Mike Vaccaro

Mike Vaccaro

NFL

NY’s Super season could be worst since 1996

Well, you have to give the NFL this much:

It wants a neutral Super Bowl. It wants the two best teams in the sport to have to use foreign locker rooms and unfamiliar practice facilities. It wants the teams headquartered at five-star hotels, shuttled to and fro by bus and taxicab, not by players simply commuting to work.

And the NFL gets what it wants. Last year, when it looked like the Saints might have assembled a good enough team to break the streak of 46 straight neutral-site games, the sport was visited by Bountygate, New Orleans coaches and players were scattered to the wind by suspensions, and that was that. In the first eight Super Bowls, Miami was host city three times and the Dolphins were participants three times — and never did the twain meet.

No, the closest we’ve ever come was in Super Bowl XIX when the Niners played at Stanford Stadium (it takes the crow 32.1 miles to fly from San Francisco to Palo Alto) and Super Bowl XIV when the Rams played in Pasadena, which sits a mere 10.6 miles from downtown Los Angeles. As with everything else the league touches, this is the prevailing truth:

Stuff always works out for the NFL.

So, naturally, we should have seen this coming: the worst four-game start for the football locals in 10 years, with a very real possibility we might be careening toward the worst football season New York has seen since 1996. And not to get anyone too riled up or anything, but 1996 also happened to be the last time the Giants and the Jets switched coaches at the same time.

(Right. Like anyone needs to be pushed to turn the griddle up a few notches higher on either side of Gotham’s Great Football Divide…)

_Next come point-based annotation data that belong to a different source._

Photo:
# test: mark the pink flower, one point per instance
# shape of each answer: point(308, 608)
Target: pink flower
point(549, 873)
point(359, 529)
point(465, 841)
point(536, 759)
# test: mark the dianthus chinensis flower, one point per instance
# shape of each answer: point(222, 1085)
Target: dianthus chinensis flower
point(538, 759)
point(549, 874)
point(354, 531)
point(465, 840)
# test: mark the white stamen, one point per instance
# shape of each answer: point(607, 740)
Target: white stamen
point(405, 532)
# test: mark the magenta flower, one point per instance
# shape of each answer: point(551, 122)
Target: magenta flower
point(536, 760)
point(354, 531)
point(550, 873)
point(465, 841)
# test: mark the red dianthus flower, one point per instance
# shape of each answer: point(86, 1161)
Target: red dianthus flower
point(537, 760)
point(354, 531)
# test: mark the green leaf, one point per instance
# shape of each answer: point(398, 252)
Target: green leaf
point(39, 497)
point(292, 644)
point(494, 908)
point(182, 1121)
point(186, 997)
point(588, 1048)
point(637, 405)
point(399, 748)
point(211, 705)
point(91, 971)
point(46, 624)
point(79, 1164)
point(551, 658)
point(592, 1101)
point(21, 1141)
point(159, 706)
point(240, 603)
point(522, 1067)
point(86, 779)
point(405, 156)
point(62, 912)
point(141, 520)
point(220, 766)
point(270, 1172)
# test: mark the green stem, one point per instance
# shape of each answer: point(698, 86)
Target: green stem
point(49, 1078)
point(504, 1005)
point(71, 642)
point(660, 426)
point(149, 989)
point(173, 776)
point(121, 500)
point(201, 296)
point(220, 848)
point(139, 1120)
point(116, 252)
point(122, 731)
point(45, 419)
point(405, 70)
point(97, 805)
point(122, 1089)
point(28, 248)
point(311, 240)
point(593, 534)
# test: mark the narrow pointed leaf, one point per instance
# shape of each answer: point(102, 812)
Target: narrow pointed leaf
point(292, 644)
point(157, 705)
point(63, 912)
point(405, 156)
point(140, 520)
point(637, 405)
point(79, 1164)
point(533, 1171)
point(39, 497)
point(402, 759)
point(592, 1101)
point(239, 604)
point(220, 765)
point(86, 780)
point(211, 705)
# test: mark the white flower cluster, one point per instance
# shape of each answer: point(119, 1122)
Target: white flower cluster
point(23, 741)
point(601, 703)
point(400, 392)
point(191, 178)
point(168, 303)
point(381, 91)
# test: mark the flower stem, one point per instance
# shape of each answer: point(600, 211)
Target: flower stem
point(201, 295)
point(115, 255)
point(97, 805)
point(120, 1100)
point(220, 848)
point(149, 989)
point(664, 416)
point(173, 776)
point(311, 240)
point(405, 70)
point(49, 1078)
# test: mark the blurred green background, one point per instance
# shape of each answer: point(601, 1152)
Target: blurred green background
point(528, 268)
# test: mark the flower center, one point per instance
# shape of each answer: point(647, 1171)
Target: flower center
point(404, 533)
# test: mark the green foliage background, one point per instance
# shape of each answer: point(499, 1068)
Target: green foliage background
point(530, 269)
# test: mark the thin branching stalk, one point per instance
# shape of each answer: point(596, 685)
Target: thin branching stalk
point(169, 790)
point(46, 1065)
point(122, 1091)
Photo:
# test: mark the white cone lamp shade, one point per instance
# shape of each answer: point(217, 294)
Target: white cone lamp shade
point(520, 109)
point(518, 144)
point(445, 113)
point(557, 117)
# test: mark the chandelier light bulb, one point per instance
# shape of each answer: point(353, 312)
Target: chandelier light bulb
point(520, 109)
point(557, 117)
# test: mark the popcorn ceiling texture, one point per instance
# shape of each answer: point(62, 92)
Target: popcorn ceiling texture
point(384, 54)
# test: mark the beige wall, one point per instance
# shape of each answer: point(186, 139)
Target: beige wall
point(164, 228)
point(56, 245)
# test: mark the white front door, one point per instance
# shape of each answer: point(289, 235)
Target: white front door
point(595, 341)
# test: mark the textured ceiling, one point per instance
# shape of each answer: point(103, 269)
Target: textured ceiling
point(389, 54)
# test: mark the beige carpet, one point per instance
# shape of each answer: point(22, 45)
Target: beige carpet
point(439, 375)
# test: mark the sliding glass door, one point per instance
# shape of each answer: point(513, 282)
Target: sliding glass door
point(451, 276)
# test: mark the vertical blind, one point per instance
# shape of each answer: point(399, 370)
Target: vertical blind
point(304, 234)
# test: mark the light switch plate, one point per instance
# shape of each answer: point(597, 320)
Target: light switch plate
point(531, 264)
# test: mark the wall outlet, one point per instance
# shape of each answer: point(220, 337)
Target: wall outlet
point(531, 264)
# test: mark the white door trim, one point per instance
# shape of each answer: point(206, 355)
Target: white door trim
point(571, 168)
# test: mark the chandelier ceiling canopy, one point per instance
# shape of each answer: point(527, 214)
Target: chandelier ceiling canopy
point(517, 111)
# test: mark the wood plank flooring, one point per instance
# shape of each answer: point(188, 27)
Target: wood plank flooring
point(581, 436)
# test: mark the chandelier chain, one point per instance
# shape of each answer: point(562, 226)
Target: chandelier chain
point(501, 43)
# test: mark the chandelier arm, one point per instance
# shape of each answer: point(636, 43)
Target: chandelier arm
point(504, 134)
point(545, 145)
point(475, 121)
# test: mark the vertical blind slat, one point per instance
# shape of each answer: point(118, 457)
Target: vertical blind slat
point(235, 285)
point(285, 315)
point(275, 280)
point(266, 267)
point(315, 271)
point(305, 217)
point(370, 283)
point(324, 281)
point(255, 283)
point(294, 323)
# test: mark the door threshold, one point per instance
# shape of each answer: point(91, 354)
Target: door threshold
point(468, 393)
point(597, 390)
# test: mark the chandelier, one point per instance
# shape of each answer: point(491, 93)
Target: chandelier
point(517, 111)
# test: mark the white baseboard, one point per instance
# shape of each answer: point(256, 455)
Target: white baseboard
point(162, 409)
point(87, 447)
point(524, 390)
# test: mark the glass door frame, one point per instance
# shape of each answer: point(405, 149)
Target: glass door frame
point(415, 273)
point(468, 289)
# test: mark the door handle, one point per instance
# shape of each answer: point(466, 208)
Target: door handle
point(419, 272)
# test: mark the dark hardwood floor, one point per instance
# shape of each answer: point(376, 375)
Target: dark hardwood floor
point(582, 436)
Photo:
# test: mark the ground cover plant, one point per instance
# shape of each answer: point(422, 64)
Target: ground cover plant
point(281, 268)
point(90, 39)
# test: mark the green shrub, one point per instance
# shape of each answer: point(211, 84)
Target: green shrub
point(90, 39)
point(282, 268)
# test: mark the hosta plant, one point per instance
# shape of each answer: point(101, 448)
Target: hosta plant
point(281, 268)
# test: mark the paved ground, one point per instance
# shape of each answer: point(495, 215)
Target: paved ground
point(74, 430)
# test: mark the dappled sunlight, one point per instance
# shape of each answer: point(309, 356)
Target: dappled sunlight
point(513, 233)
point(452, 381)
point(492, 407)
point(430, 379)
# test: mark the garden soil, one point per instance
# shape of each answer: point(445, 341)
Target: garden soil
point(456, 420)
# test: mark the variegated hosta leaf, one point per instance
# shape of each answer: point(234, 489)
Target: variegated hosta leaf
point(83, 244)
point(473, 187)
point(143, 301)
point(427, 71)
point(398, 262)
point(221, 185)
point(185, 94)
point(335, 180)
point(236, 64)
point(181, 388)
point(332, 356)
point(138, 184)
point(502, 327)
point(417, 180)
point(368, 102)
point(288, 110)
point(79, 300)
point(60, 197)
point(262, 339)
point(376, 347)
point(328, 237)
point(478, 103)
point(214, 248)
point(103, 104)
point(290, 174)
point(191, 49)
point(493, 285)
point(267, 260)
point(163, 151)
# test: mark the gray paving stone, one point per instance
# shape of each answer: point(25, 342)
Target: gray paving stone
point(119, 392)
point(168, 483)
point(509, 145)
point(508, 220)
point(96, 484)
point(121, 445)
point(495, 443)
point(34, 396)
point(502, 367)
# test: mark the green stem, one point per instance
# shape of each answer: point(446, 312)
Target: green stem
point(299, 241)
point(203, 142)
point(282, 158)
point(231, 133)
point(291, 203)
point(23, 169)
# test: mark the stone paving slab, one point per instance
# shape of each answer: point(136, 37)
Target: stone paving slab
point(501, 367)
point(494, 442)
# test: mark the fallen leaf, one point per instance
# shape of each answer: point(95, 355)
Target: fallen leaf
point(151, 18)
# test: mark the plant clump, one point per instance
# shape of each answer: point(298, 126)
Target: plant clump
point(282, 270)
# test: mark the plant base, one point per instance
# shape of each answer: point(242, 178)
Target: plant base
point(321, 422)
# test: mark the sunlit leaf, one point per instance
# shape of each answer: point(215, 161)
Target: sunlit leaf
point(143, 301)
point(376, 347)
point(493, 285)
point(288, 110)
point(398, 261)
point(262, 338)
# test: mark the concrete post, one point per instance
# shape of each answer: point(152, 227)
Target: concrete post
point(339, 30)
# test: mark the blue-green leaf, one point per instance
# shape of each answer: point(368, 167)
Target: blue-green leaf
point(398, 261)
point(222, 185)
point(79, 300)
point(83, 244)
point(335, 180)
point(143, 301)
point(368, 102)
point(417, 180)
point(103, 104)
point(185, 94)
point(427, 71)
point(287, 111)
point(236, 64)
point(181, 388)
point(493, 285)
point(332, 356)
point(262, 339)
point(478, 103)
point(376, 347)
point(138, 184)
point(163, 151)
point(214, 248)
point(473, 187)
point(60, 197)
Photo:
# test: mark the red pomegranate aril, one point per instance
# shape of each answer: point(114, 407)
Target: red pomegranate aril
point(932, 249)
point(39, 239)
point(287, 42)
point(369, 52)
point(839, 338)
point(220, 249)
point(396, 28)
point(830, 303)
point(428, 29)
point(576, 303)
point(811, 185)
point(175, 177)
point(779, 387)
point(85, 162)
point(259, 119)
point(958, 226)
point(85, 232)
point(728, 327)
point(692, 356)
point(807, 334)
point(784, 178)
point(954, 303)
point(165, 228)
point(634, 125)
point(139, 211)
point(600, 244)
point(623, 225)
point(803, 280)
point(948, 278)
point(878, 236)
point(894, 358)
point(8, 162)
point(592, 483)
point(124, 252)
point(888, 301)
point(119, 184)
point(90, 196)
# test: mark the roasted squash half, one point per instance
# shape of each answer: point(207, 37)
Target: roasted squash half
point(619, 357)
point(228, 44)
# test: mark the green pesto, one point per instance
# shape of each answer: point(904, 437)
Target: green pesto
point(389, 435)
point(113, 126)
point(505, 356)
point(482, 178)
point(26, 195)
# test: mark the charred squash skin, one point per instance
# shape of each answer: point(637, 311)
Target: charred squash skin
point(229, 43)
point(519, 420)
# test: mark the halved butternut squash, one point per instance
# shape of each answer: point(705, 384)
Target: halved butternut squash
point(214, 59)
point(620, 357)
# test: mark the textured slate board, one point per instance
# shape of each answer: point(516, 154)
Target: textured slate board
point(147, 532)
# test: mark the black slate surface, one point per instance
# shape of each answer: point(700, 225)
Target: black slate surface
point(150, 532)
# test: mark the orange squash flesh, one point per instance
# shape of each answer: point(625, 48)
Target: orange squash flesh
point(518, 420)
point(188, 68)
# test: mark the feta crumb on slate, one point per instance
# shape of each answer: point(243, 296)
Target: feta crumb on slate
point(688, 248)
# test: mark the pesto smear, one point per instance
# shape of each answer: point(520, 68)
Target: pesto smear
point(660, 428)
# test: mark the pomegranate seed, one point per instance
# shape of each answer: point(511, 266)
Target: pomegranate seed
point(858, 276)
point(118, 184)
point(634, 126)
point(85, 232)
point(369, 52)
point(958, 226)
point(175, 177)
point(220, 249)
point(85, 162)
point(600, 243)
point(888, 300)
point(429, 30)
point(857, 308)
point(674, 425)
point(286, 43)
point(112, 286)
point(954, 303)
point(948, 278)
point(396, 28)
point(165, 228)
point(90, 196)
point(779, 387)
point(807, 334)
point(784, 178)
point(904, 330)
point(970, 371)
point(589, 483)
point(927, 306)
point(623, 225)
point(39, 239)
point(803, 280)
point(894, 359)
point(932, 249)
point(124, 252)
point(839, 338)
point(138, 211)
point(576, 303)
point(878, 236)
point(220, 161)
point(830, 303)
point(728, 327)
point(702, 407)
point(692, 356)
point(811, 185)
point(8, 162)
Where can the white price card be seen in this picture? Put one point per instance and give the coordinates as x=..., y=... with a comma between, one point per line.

It’s early, yes. But the quarter pole is an awfully good indicator most years where a team is headed — and in our case, it’s almost always a fair predictor of whether there will be important games lurking once the air turns frosty or if everyone will be focusing on the Rangers, Knicks and Nets by Thanksgiving.

And the news isn’t good.

Back in 1996, the consensus nadir of New York football over the past 25 years, the Giants and Jets were a combined 1-7 after four weeks — and it could be argued the best of the season was already behind them. Thankfully, by then, the ’96 Yankees had all but consumed the town, so Dan Reeves’ final Giants team could stagger toward 6-10 in relative anonymity and Rich Kotite’s signature 1-15 Jets calamity could wander aimlessly through the desert using Frank Torre, John Wetteland and Jeffrey Maier as cover.

Big Blue and Gang Green have no such luck this year, because the Bombers and the Amazin’s just combined to give us the worst baseball season since 1992, when the Mets and Yankees both finished in fifth place in their divisions. Basketball camps are just opening. Hockey season has begun, though only the most fiercely devoted are aware of that.

Nope. The Giants are 0-4 and the Jets are 2-2 and they have bright, blinding spotlights attached to them, and since that wretched ’96 season there only has been one year when the teams were as bad as 2-6 after the first furlong. Not surprisingly, that was 2003, the last time both teams posted losing records, one of only three seasons since then when neither team made the postseason. That was Jim Fassel’s last year with the Giants; the Jets were sunk in the preseason when Chad Pennington was lost with a broken wrist.

The Giants were a long shot to host the Big Game anyway, the Jets an even longer shot. But now there seems to be little doubt that for the 48th year in a row, the Super Bowl will be Switzerland. But even that is secondary when you consider how much pro football has become a part of the city’s sporting fabric the past few years, the Giants winning two titles, the Jets making two conference title games and plenty of news. And the season is already looking like it’s working on a backup generator on the first day of October.

“We have to get back to work,” Tom Coughlin said after the Giants’ half of the Sunday Afternoon Follies. “What other choice do we have?”

Better back to work than back to ’96, when Frank Reich had the best QB rating in the city at 68.9 (Dave Brown was 61.3), when the Yankees’ bandwagon helped to obscure a lost autumn on the gridiron. No such luck this time around. No such camouflage. The Giants and Jets are on their own. You might want to shade your eyes.